PT Supreme Energy Muara Laboh (SEML) dan PT Supreme Energy Rajabasa (SERB) merupakan perusahaan kerja sama antara PT Supreme Energy, Sumitomo Corporation & ENGIE, sedangkan PT Supreme Energy Rantau Dedap (SERD) merupakan kerjasama antara PT Supreme Energy, Marubeni Corporation, Tohoku Electric Power dan ENGIE. Di tahun 2022, ENGIE telah mengalihkan kepemilikan sahamnya di SEML, SERB & SERD ke INPEX.
Total investasi untuk pengembangan PLTP Muara Laboh Unit-1 adalah sekitar US$600 juta dan > US$700juta untuk pengembangan PLTP Rantau Dedap Tahap-1. Dalam mengembangkan proyek PLTP Muara Laboh & PLTP Gn. Rajabasa, Supreme Energy bermitra dengan Sumi[1]tomo Corporation dan INPEX sedangkan proyek PLTP Rantau Dedap, Supreme Energy bermitra dengan Marubeni Corporation, Tohoku ELectric dan INPEX.
Sampai pada 26 Desember 2021, Supreme Energi melalui Supreme Energy Rantau Dedap (SERD) mengumumkan dimulainya pengoperasian secara ko[1]mersial Pembangkit Listrik Tenaga Panas Bumi (PLTP) Rantau Dedap Tahap I di Sumatera Selatan berkapasitas 91,2 MW.
"Proyek Rantau Dedap adalah proyek panas bumi yang sangat menantang dengan lokasi yang terpencil, medan yang terjal dan elevasi tinggi (2.600 mdpl)," ujar Nisriyanto mengungkap lamanya waktu yang dibutuhkan dalam menggarap Rantau Dedap kepada TrustNews.
"Kita betul-betul bergerak berdasarkan prosedur dan protokol keamanan yang ketat untuk meminimalisir risiko. Kita memberikan perhatian ekstra pada topografi, karena lokasinya ada di gunung. Risiko yang dihadapi banjir dan yang ditakutkan itu longsor. Jadi prosesnya tidak bisa sembarangan karena risikonya kembali ke kita juga."

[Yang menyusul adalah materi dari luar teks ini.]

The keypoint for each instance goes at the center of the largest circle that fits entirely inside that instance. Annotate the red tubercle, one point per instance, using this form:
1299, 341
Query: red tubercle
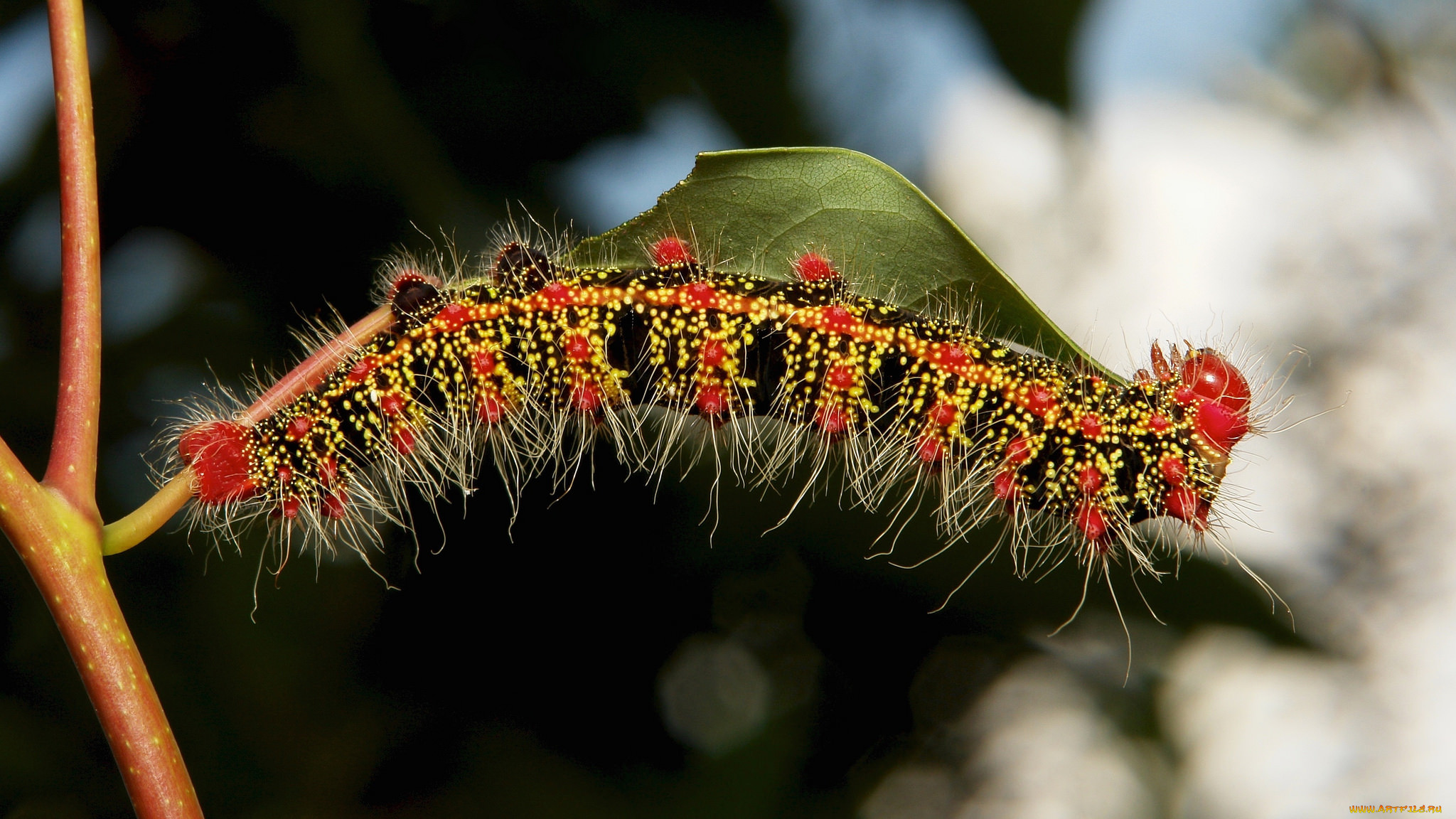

Bukan hanya topografi, lanjutnya, pengembangan panas bumi juga memiliki risiko cadangan panas bumi yang diperkirakan diawal dalam Studi Pendahuluan ternyata berbeda jauh setelah melakukan kegiatan pengeboran yang membutuhkan biaya yang sangat tinggi.
"Di Rantau Dedap, kami memilik enam titik pengeboran yang memiliki cadangan panas bumi. Ternyata dari enam hanya satu yang berhasil. Kami memiliki risiko yang sa-ngat tinggi terkait peluang keberhasilan pengembangan panas bumi. Inilah mengapa pengembangan panas bumi butuh dukungan dari pemerintah," katanya.
"Sebab itulah kontrak kerja dengan PLN dibuat dalam jangka panjang yakni 30 tahun. Karena investasi cukup besar di awal, dan untuk meyakinkan dapat return dari investasi maka diikat dengan kontrak panjang," paparnya.
Proyek Supreme Energy di Sumatera berkontribusi untuk memasok listrik ke saluran listrik tegangan tinggi (SUTT), yang dijuluki Proyek Tol Listrik Sumatera, milik Perusahaan Listrik Negara (PLN), dengan kapasitas 275 kilovolt yang membentang dari sisi selatan Sumatera ke bagian utara. "Supreme Energy sejak 2008 sudah kerja keras dan berbangga sebagai perusahaan nasional yang di dukung oleh perusahaan internasional menjadi pelopor panas bumi. Supreme Energy sedari awal konsisten agar terealisasi pembaruan panas bumi," pungkasnya.